Congress presses Trump administration for Mueller’s counterintelligence files

By Mark Hosenball

WASHINGTON (Reuters) – U.S. lawmakers are pressuring the Justice Department for access to counterintelligence reports generated by Special Counsel Robert Mueller during his investigation of President Donald Trump and his associates, two congressional sources said on Tuesday.

Mueller’s team produced counterintelligence reports and passed the information along to the FBI and the Justice Department based on witness interviews and other evidence about Russia’s attempts to interfere in the 2016 U.S. presidential election.

Intelligence committees in both the Democrat-led House of Representatives and the Republican-led Senate want detailed information about those reports and leads, the congressional sources said.

In a footnote to one section of his report about a Russian operation that trolled American internet users during the 2016 campaign, Mueller said his team was “aware of reports that other Russian entities engaged in similar active measures operations targeting the United States.”

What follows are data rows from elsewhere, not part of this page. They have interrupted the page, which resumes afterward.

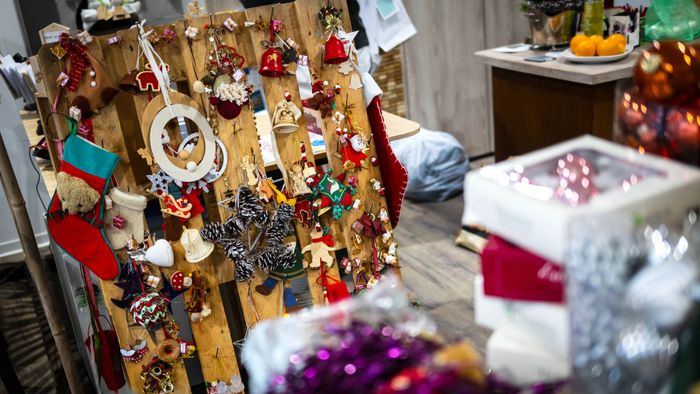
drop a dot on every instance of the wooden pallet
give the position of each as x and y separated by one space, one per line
117 127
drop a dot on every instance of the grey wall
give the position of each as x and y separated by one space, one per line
446 88
17 144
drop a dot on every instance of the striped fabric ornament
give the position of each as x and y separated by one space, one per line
149 310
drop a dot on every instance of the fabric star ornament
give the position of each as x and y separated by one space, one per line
160 181
334 196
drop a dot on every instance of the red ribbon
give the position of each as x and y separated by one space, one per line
326 239
79 61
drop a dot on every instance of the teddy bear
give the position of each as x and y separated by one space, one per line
75 194
320 247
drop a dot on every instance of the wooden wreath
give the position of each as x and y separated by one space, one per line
155 118
218 170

U.S. and European law enforcement and intelligence officials have said European spy agencies began collecting information about Russian government hackers’ efforts to target U.S. government and political networks as early as 2015.

FBI investigators also started probing hacking of the Democratic Party in late 2015, sources familiar with the investigations said.

Last week, in a letter to Attorney General William Barr, House Intelligence Committee chairman Adam Schiff said the Justice Department failed to comply with a subpoena his committee issued for documents and materials related to Mueller’s investigation.

Schiff said that failure to comply “places the Department at risk of unlawfully withholding foreign intelligence and counterintelligence information from the committee.”

He also said the committee could consider enforcement action against the department at a meeting scheduled for Wednesday if the requested materials are not produced.

Last month, according to a congressional source, the bipartisan leadership of the Senate Intelligence Committee wrote the FBI requesting a briefing on counterintelligence information developed by Mueller’s team. The source said that briefing had not yet occurred.

The Justice Department has offered to let the House committee’s members see most of the redacted parts of Mueller’s report on Russia’s role in the 2016 U.S. presidential election as well as foreign and counterintelligence documentation related to Mueller’s inquiry.

In a letter sent to Schiff on Tuesday, Justice Department official Stephen Boyd said he was surprised that Schiff’s committee had found that proposal “unacceptable”.

Boyd also said the department was willing to discuss a possible plan for giving Intelligence Committee members and staff closed-doors access to some additional material they are seeking if Schiff does not move forward with his threats to hold the department in contempt.